Director: Antoine Fuqua.
Cast: Denzel Washington, Chris Pratt, Ethan Hawke, Vincent D'Onofrio, Byung-hun Lee, Manuel Garcia-Rulfo, Martin Sensmeier, Haley Bennett, Peter Sarsgaard.
Little known fact: The Wild West often celebrated racial diversity.
EVERYONE loves a good team-up.
Whether it’s Marvel’s Avengers, DC’s Justice League and Suicide Squad, cult ‘90s cartoon Captain Planet, or an NBA All-Star game, people enjoy watching uniquely talented individuals coming together to make something greater than the sum of their parts for the power of good.
When done properly, it’s a thing of beauty. Take for example Akira Kurosawa’s 1954 film Seven Samurai and its 1960 Western rehash The Magnificent Seven (anyone lamenting a remake of The Magnificent Seven was hopefully doing so with a healthy dose of irony). Both films are regarded as bona fide classics, and stand as team-up benchmarks, as well as being great examples of the “hired guns save the village” sub-genre (which has its own spin-off sub-sub-genre – “hired pretend guns save the village”, featuring the likes of Three Amigos, A Bug’s Life and Galaxy Quest).
Digressions aside, this remake from Antoine Fuqua (Training Day, The Equalizer) probably won’t be held in the same high regard in 50 years time as the Kurosawa or John Sturges versions, but the key qualities that made those predecessors tick are on display again here. This is perhaps damning it with faint praise, but Fuqua’s Magnificent Seven will always easily be the third best version of this story.
Uniting the team, in the Toshiro Mifune/Yul Brynner role, is Denzel Washington – as cool and calm as ever as Wild Mid-West registered bounty hunter Sam Chisholm. When he is approached by the recently widowed Emma Cullen (Bennett) and asked to help save her town from the clutches of evil robber baron Bartholomew Bogue (Sarsgaard), Chisholm collects a random team of talented individuals who must come together to make something greater than the sum of their parts for the power of good.
The things that made its predecessors great are all here – colourful characters, a canny cast, and a stirring plot about sacrifice and overcoming impossible odds because, goddammit, it’s the right thing to do.
They all get decent characters, and while some aren’t as well sketched as they could be, at least some effort is made to hint at deeper layers.
The plot is rock solid and remains unchanged from 1954 and 1960. Fuqua hasn’t gone out of his way to mess with it and this is both a blessing and a curse.

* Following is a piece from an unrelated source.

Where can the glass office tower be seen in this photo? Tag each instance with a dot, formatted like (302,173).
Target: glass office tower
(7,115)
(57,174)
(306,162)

On the downside, the film plays it incredibly safe. There is nothing daring or unpredictable about it – the only thing that will keep you guessing is trying to figure out which of the seven will survive the big shoot-out. This means this Magnificent Seven will always run a respectable third.
On the upside, Fuqua hasn’t done something stupid and attempt to fix something that ain’t broke. And in that sense, this version of The Magnificent Seven is a great success. It does exactly what you hope it would do – deliver an updated version of an old story with a few good laughs, a sense of cool camaraderie between its misfit heroes, and conclude with an over-the-top showdown that boasts a ridiculous body count. It is exactly as good as you hoped it could be, and not an iota more.
What more could you ask for in a remake of Seven Samurai?